To capitalise on the growing awareness out there among investors, NZ Mint general manager, Mark Sutton is kicking off an education drive on gold among fund managers and financial advisers in the coming weeks.
"If you don't have fund managers and business advisers saying it's an option, we have to educate the market," says Sutton. "At the end of the day we are still a mint, we are not a business adviser. If we have to take the high ground and start the process then that's what we'll do."
Sutton admits Kiwis don't have a great affinity to gold despite it being the world's third largest gold producer in the 1900s. Now, most don't know a lot about how to buy it or what to do with it, he says.
Gold Kiwi coins or bullion are what most people buy. $30,000 would be 32 coins the size of a 20 cent piece, says Sutton. Most people keep them in safety boxes at the bank or at the mint. If you buy pure gold, such as a Gold Kiwi coin, there's no GST.
One of the reasons Sutton is so bullish about gold values is the strong global demand for it, which he sees increasing as supply diminishes. About 70 per cent of the world's gold goes to the jewellery market, the rest is in strong demand from the electronics market and the dentistry profession.
Overseas investors have about a 10-12 per cent exposure to gold in their investment portfolios and pension funds in America have an exposure to gold, says Sutton, who believes that an exposure of between 8 and 12 per cent of a portfolio is about right.
In recent months two types of gold investors have emerged, says Sutton. Some are people in their 20s, who don't see buying a house in Auckland, "in their rainbow".
Then there's the semi-retiree who has sold the nice house in the suburbs and who is now looking for a home.
"What investors like is that they can pass it on to children and control it. With property they have got to pay real estate agents 4.5 per cent."
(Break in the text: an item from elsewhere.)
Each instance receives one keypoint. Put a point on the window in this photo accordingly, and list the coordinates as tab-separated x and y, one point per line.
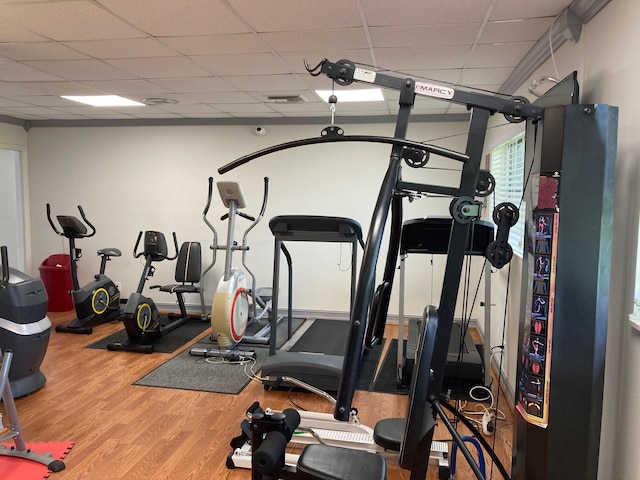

It's a cultural thing. Gold has always been popular in China. South Africans are very comfortable with it as are Americans who see it as a nest egg in case something happens. And the Australian market is far more mature than here.
Despite its best efforts, NZ Mint may have some difficulty convincing the investment community that the timing is right for gold exposure.
AMP Capital Investors is not recommending commodities of any kind at the moment in diversified portfolios, says its head of investment strategy, Leo Krippner. He thinks precious commodities are very generously priced in the current market and is therefore not convinced about the predictions that their values will continue to rise.
And even if it were well disposed towards gold, the AMP would never advise its investors to take on just one commodity.
Krippner prefers a commodity index that would give a combination of returns from lots of different commodities. This would include gold, silver, copper, nickel, tin and other "soft commodities" including sugar, coffee, meat and wheat, which trade on US futures. Another major part of the index would be energy, natural gas, heating oil in the US.
Cautious fund managers will always bring up the possibility that Europe's central banks, which all hold significant gold stockpiles, might just decide to divest themselves in the coming years - which they have done before.
Economist and head of the Vestar investment committee Donal Curtin warns that people are getting interested in gold too late.
"People tend to get excited about commodities at the height [of a boom]. By the time the news has reached the level of the shoeshine boy... the four or five years [run] is well finished, it's happened already," he says.
The NZ investor would be giving up unusually high bank interest rates to take a punt on the precious commodity.
"Bank interest rates are very high, you have to be pretty sure that gold is going to keep going up by five per cent a year," says Curtin.
Added to this, there is no income from owning gold, something New Zealanders like from their investments. Investors would be relying solely on capital appreciation. "If you're pessimistic about the world outlook, gold is one of the protections against that."